I attended a good friend’s father’s funeral recently, and while listening to my friend give the eulogy, I was struck by my own internal thought “I don’t remember very much about my own father in 22 years, he hasn’t seen me graduate, get a job and get married, I don’t think my father really knows me and the person I’ve become. My father hardly knows me.
But, he does.
It pains me when all I can describe to my niece about her grandfather is that he liked the colour purple, showed his love by fetching my sisters and I to NTU over 10 years, and that he was a pilot. I wish I could recount his character, his personal experiences, his growth.. but I am at a loss, especially when it feels like I can’t capture the full essence of who he is.

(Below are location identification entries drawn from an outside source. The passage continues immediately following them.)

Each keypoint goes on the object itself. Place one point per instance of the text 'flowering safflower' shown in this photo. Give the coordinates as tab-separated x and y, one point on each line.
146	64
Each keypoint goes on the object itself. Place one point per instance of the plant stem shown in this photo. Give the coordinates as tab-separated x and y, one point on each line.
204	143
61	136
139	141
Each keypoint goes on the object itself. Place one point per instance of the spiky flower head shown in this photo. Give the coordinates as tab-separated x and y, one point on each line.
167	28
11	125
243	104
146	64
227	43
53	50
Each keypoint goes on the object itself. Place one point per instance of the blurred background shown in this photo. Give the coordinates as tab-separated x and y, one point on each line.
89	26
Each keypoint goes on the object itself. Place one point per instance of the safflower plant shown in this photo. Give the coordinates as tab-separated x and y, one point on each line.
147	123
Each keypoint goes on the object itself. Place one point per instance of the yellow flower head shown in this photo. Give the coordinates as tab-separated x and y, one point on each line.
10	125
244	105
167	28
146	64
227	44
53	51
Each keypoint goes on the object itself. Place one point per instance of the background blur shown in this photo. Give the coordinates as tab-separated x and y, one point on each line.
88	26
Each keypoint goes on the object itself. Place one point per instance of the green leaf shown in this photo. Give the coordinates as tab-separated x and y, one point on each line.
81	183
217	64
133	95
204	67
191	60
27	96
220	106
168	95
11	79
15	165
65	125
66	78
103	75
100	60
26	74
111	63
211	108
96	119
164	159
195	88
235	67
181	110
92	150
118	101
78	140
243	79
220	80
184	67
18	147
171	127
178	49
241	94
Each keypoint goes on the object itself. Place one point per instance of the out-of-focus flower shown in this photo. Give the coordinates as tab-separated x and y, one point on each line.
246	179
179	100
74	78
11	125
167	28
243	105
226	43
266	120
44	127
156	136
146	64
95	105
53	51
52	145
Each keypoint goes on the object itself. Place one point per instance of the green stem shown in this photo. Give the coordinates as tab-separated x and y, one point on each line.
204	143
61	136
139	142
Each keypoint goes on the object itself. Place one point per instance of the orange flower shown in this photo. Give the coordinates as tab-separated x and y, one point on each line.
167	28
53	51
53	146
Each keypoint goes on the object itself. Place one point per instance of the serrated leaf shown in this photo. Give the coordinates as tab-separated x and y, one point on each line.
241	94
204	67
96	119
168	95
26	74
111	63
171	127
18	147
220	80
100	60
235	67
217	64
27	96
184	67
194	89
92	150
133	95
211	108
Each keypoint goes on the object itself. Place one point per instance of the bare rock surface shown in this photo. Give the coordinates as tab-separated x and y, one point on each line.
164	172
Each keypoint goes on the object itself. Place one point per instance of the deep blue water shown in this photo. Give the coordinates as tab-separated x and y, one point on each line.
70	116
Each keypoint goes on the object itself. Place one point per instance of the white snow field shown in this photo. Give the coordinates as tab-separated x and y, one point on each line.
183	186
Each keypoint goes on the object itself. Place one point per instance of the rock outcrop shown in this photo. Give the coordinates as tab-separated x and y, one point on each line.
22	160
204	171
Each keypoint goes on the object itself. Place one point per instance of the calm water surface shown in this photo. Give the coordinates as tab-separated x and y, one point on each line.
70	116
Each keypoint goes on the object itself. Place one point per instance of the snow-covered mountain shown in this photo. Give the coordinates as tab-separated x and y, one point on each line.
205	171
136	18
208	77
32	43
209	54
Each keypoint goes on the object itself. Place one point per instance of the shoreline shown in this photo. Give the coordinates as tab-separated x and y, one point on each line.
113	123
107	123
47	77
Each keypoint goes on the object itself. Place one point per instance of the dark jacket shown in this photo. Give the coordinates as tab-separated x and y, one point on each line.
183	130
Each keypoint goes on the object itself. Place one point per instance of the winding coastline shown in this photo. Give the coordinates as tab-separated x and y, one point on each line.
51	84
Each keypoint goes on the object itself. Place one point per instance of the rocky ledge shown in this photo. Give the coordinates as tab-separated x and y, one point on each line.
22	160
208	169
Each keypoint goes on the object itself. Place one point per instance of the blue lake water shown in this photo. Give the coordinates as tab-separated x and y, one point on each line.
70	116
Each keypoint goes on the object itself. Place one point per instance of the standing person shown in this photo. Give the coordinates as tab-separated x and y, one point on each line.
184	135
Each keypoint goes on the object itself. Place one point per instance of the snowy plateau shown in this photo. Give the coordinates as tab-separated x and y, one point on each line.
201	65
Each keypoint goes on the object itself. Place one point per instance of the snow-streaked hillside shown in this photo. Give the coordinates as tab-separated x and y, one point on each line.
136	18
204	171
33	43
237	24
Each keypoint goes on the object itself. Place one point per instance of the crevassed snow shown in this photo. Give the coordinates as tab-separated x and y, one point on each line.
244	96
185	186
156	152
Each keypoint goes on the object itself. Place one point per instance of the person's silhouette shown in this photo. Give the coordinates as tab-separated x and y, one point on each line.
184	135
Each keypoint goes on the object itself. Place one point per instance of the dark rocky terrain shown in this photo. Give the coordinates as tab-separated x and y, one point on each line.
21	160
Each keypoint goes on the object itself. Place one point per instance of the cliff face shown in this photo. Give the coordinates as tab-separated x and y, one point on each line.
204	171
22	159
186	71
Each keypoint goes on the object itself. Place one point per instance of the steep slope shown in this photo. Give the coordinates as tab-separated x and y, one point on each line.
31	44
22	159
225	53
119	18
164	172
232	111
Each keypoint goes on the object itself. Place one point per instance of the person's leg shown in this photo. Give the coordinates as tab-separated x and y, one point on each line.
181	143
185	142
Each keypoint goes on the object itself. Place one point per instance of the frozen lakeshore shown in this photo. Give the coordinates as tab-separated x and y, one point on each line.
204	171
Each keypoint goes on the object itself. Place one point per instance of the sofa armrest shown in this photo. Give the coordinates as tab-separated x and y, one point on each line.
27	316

It’s hard to actually recognize and trust that my dad actually knows me, the angst of “you don’t understand” was a common thought when I was in teenage rebellion mode.
As I get a taste of parenthood while hanging out with my niece and nephew, I actually see just how much of a parent (especially in terms of effort and belief system) goes into raising a child, their hearts are truly poured out for the child. What a vocation! Parents are where we get all the quirks from – good and bad.
Only on hindsight do I see that this relationship is not just about proving myself to him, but about his fathering me too. He knows my values, my character and the person I chose and would choose to be. He knows that because he raised me, taught me and loved me. He knows who I am as a person, as his child.
To be honest, sometimes I don’t really think God knows me all that well either. He is basically all my dad is to me, isn’t ‘physically’ around and even more ‘abstract’! It would be too easy to say “you don’t understand!” to God because he wouldn’t react to my door slamming or my whiny cries for attention. Yet, He is my Father for all eternity!?
Only in recognizing him as my creator, my teacher and the lover of my soul can I really proclaim that “yes, my father who art in heaven, in a very real way, knows me through and through”. And with that, it’s a lot easier to trust that He has a plan that would trump mine in a heartbeat.
Memories fade, moments may be forgotten, and I don’t think I know very much about God, I would spend my life listening to him and only understand a tiny fraction of who he is. But I can’t deny that he has shown me a path that is so specifically catered for the person I am. God knows the fire in my heart, the man that supports me and the experiences that shape me. He definitely knows me.
He know me a lot more than I know myself.